# Overseed Fail



## luderiffic (May 1, 2017)

So I aerated and overseeded TTTF back in the early part of Sept and had an initial green up but we had a mini heat wave and zero rain over the past 3 weeks and it appears to have failed in most parts. (even in the aeration holes) I have been watering but apparently not enough. We are supposed to get some rain this weekend finally so I was contemplating doing another aeration pass and reseeding again.

Is it too late to try again? Highs will be in the 70's next week with lows in the 50's.


----------



## Virginiagal (Apr 24, 2017)

Go for it! I overseeded in early September and have had success. But there are a few bare spots where I had spotsprayed with glyphosate and the germination there is uneven. So I will be putting a little more seed in those areas on Saturday. Next week's forecast has rain on a number of days. Looking forward to the wet days!


----------



## social port (Jun 19, 2017)

It has been horribly dry in my neck of the woods too. It seems like I can't get enough water on the ground. Really frustrating. 
Go for it while you can! We only have a brief window to make these things happen.


----------



## FuzzeWuzze (Aug 25, 2017)

I dont think aerating again is really necessary?
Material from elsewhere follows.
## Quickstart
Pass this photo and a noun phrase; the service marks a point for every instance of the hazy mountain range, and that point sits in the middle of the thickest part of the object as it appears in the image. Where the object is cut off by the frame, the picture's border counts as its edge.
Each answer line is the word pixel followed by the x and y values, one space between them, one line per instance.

Throwing seed down is a good idea, just rake it in and make sure you water better.

Your seeds not going to grow better magically because there's a bunch of 3" holes in your ground..its going to grow better because your ground isnt compacted...which you already dealt with the initial aeration. I highly doubt much of any seed that falls into an aeration hole is actually going to grow, once you water and the soil fills back in no seed thats supposed to be buried 1/4th inch MAX is going to germinate and reach the surface from 2-3 inches down.

I mean if you have access to an aerator for free go for it, but i wouldnt bother renting one again.

Water sounds like your problem, not compaction.


----------



## g-man (Jun 15, 2017)

For your area, I think you still have time, but dont delay and ensure the soil remains moist thru the day.


----------



## Virginiagal (Apr 24, 2017)

I agree with FuzzeWuzze. Just seed and water.


----------



## Vols_fan08 (Jul 10, 2017)

I'll have to disagree. Almost all my aeration holes have sprouts of fescue coming up very well, and yes those holes were 2 inches down. My seed that was lying on the ground is still there not germinated. 1/8 to 1/4 of an inch covered will also germinate. But from my account the fescue germinated in the holes in 5.5 days and has withstood the drought because of the deeper roots and moisture/nutrients the holes are holding.


----------



## Vols_fan08 (Jul 10, 2017)

Also the best 30 dollar investment you can get from Walmart is an orbit digital water timer. Love it


----------



## g-man (Jun 15, 2017)

I have seen seeds germinate in the aeration holes. But I have not seen them survive long term. The hole will collapse at some point and kills the crown.


----------



## Vols_fan08 (Jul 10, 2017)

They've already grown out of the hole past the crown. They look pretty healthy to me. But who knows they could die.. That would be my luck


----------



## FuzzeWuzze (Aug 25, 2017)

Regardless if its growing fine doing this, your not going to get a dense lawn by poking a billion holes in it and throwing seed in them. Your just going to end up with a patchy lawn with twice as many clumps everywhere like your image.

The better practice is proper top dressing with peat or topsoil/compost for uniform growth across your entire yard and proper watering.

Those area's are probably only growing because it stayed wet long enough to germinate deeper down.


----------



## Vols_fan08 (Jul 10, 2017)

FuzzeWuzze said:


> Regardless if its growing fine doing this, your not going to get a dense lawn by poking a billion holes in it and throwing seed in them. Your just going to end up with a patchy lawn with twice as many clumps everywhere like your image.
> 
> The better practice is proper top dressing with peat or topsoil/compost for uniform growth across your entire yard and proper watering.
> 
> Those area's are probably only growing because it stayed wet long enough to germinate deeper down.


I just successfully seeded an acre lawn like this. It may not be as thick as I want it by year 1, but it will be after year 2. I'm not slice seeding and acre and I'm definitely not throwing peat moss out over an acre when this is working. Farmers and lawn professionals have been doing this with success for decades. But I'm just a dude..😎 that farms occasionally..


----------